A team of scientists from the University of Washington (WU) developed a method that could potentially be applied to paralyzed people to establish a form of mind-reading communication.
Results of the recent experiments intimate that, with the use of brain implants and special software, computers could be able to convert information from brain signals to accurately determine what images a person sees at a particular moment, in real time.
Seven patients with severe epilepsy took part in an experiment led by neuroscientist Rajesh Rao and neurosurgeon Jeff Ojermann, alongside a team of scientists from WU. The patients had electrodes temporarily implanted into their temporal lobes so that doctors could observe the focal point of a seizure.
The program sampled and digitized the incoming brain signals at a rate of 1,000 times per second to determine which combination of electrode locations and signals correlated best to what the patients were seeing.
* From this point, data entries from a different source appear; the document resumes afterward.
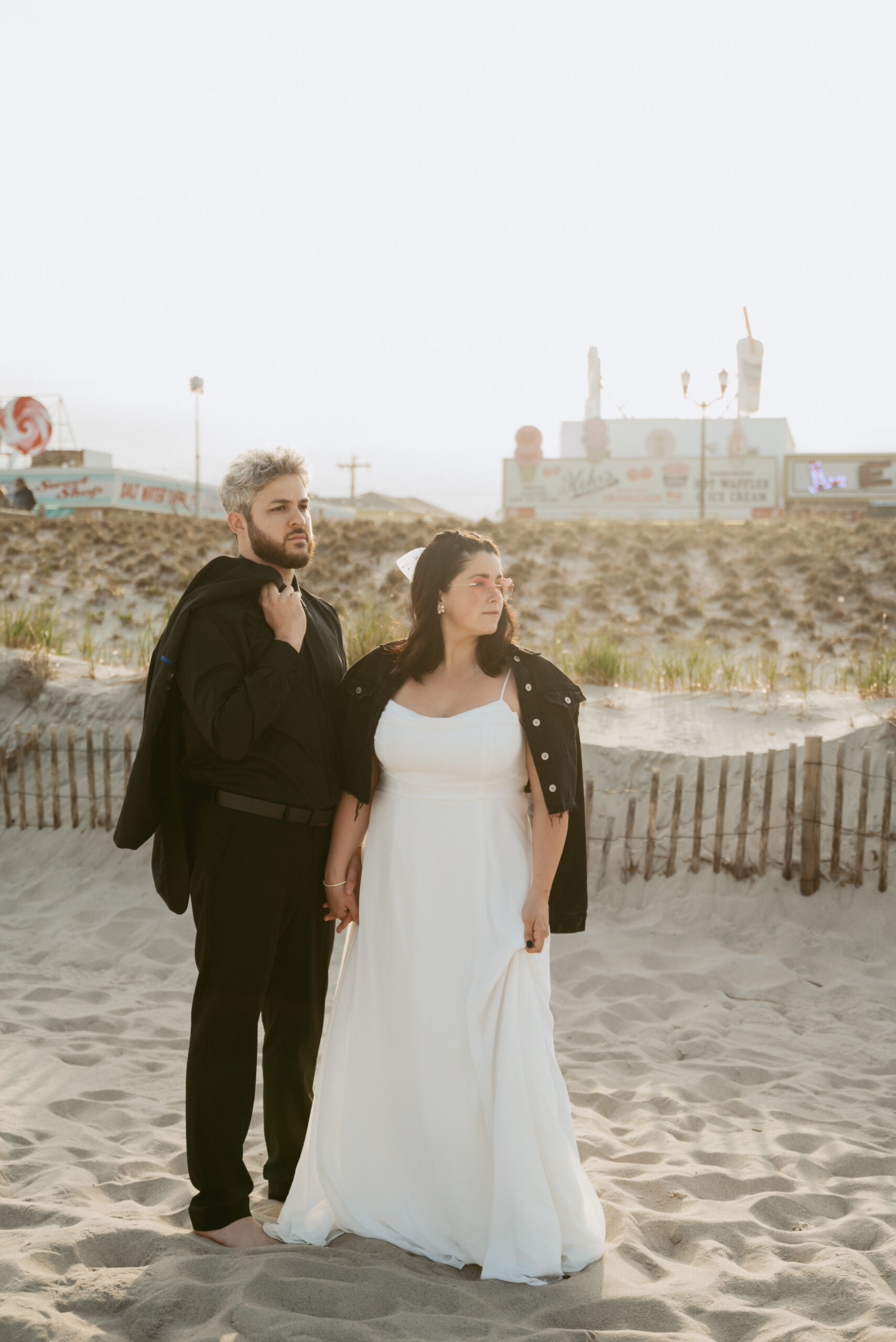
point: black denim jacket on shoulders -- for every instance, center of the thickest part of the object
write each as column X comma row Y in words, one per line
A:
column 549, row 705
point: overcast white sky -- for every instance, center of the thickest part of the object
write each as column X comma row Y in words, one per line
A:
column 393, row 227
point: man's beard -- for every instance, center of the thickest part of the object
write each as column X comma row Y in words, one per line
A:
column 272, row 552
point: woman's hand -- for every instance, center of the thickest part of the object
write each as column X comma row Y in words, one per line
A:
column 342, row 894
column 536, row 923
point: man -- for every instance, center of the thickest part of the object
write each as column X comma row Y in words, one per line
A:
column 238, row 777
column 23, row 499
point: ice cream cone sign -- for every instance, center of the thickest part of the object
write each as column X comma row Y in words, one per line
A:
column 529, row 451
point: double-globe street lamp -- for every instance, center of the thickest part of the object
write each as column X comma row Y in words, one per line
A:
column 705, row 407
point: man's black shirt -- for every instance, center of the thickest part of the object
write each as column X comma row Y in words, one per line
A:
column 256, row 717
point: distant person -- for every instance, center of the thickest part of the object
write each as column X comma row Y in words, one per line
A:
column 23, row 499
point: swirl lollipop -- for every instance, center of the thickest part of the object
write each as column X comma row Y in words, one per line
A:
column 26, row 425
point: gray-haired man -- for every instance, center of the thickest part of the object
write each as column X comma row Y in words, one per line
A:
column 241, row 709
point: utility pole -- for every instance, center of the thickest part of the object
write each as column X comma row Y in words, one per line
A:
column 354, row 465
column 705, row 407
column 196, row 384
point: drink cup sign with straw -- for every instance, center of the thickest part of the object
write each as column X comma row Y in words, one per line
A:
column 529, row 451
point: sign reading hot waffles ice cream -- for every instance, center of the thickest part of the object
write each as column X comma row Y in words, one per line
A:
column 631, row 486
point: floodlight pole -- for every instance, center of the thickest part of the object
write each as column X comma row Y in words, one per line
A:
column 196, row 386
column 705, row 407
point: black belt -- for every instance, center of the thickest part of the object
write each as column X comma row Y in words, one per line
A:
column 274, row 809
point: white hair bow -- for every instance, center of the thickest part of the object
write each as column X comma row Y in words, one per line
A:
column 408, row 562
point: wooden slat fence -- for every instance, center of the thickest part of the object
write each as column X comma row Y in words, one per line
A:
column 841, row 807
column 85, row 784
column 818, row 813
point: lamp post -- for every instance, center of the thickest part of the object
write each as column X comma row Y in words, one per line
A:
column 705, row 406
column 196, row 384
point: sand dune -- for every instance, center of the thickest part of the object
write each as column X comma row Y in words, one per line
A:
column 730, row 1053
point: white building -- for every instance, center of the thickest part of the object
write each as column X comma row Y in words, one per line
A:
column 651, row 468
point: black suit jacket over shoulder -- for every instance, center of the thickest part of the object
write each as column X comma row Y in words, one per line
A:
column 549, row 705
column 157, row 803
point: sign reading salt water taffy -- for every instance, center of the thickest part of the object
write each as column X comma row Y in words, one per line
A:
column 68, row 489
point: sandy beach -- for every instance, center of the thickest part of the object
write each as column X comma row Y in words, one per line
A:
column 730, row 1051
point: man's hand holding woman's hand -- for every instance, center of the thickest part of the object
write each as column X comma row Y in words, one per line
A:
column 342, row 900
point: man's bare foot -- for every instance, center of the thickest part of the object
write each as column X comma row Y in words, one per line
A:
column 244, row 1233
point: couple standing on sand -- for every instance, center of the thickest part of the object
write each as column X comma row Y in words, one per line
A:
column 267, row 773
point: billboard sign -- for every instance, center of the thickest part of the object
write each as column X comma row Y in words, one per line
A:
column 66, row 489
column 828, row 477
column 659, row 439
column 568, row 488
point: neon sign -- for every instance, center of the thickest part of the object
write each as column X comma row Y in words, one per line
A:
column 818, row 481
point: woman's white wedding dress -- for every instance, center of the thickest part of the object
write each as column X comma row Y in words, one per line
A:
column 440, row 1118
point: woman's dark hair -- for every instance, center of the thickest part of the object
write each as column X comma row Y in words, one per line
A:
column 436, row 569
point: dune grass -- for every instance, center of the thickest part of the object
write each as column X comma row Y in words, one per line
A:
column 35, row 627
column 366, row 626
column 875, row 674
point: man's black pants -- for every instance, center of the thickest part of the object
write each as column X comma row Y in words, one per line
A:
column 262, row 949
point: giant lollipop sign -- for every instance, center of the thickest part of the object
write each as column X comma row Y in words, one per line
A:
column 26, row 425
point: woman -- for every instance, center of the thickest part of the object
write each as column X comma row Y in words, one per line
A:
column 441, row 1122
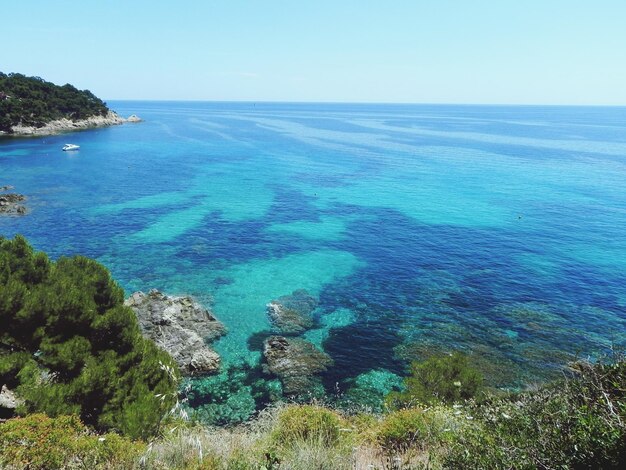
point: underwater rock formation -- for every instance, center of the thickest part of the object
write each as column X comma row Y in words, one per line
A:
column 295, row 362
column 290, row 314
column 10, row 203
column 180, row 326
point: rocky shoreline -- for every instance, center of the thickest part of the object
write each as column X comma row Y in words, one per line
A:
column 66, row 125
column 180, row 326
column 10, row 202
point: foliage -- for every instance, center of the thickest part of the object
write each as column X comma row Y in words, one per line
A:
column 577, row 423
column 40, row 442
column 70, row 346
column 439, row 379
column 302, row 423
column 31, row 101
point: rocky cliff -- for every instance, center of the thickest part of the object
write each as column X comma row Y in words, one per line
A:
column 180, row 326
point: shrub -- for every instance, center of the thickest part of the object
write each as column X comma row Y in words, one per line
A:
column 40, row 442
column 577, row 423
column 302, row 423
column 403, row 429
column 70, row 346
column 440, row 379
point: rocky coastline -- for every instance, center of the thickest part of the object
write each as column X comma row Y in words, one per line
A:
column 10, row 203
column 66, row 125
column 180, row 326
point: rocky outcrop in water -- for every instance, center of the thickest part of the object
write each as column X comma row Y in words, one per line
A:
column 291, row 314
column 10, row 203
column 296, row 362
column 67, row 125
column 133, row 118
column 180, row 326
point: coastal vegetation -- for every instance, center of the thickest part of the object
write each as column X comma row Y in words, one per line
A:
column 69, row 346
column 34, row 102
column 93, row 393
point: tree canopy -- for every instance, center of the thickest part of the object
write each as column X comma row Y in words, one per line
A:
column 68, row 345
column 32, row 101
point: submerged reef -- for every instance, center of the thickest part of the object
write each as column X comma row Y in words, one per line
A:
column 291, row 314
column 296, row 362
column 10, row 202
column 180, row 326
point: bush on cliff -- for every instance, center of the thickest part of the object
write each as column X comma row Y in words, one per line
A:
column 69, row 346
column 31, row 101
column 40, row 442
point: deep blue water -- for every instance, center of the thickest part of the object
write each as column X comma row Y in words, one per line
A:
column 497, row 230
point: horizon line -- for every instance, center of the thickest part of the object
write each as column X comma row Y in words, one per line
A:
column 399, row 103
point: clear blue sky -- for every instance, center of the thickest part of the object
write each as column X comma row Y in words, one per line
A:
column 424, row 51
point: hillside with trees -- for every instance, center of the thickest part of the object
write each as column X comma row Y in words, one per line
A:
column 68, row 344
column 32, row 101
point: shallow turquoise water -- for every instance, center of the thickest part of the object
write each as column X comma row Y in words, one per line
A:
column 496, row 230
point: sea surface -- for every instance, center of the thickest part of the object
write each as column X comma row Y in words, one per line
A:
column 495, row 230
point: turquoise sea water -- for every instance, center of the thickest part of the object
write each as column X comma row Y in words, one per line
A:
column 498, row 230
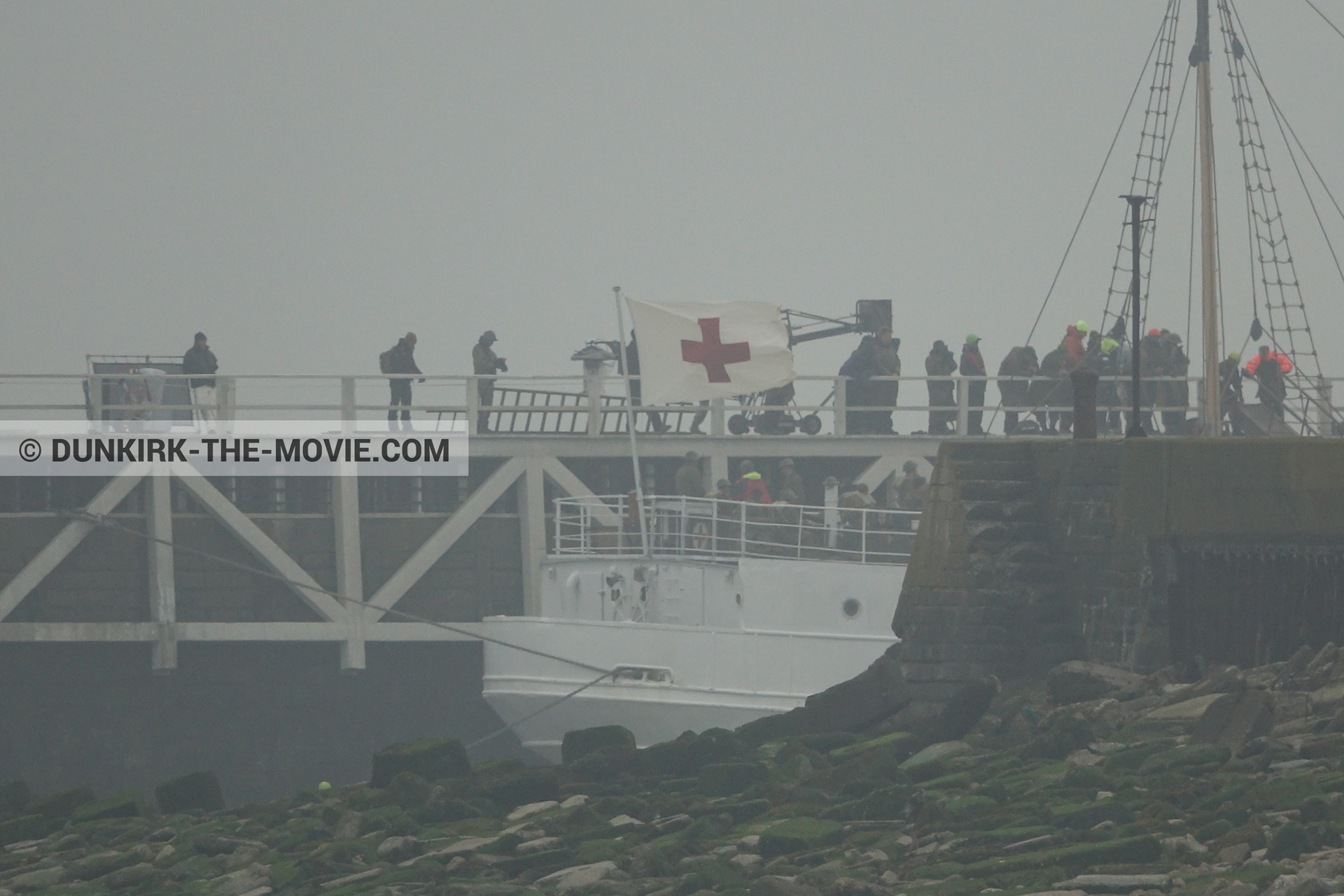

It turned out that different neurons fired when people were looking at faces versus when they were looking at houses, the researchers reported.
"We got different responses from different (electrode) locations; some were sensitive to faces and some were sensitive to houses," Rao said.
Further study, beyond the document published on January 21 in the journal PLOS Computational Biology, is still required to see if the system would be able to learn a more diverse set of images and recognize the difference, for instance, between human face or the face of a dog.
Following the expected improvements, the technology could break the boundary between machines and humanity.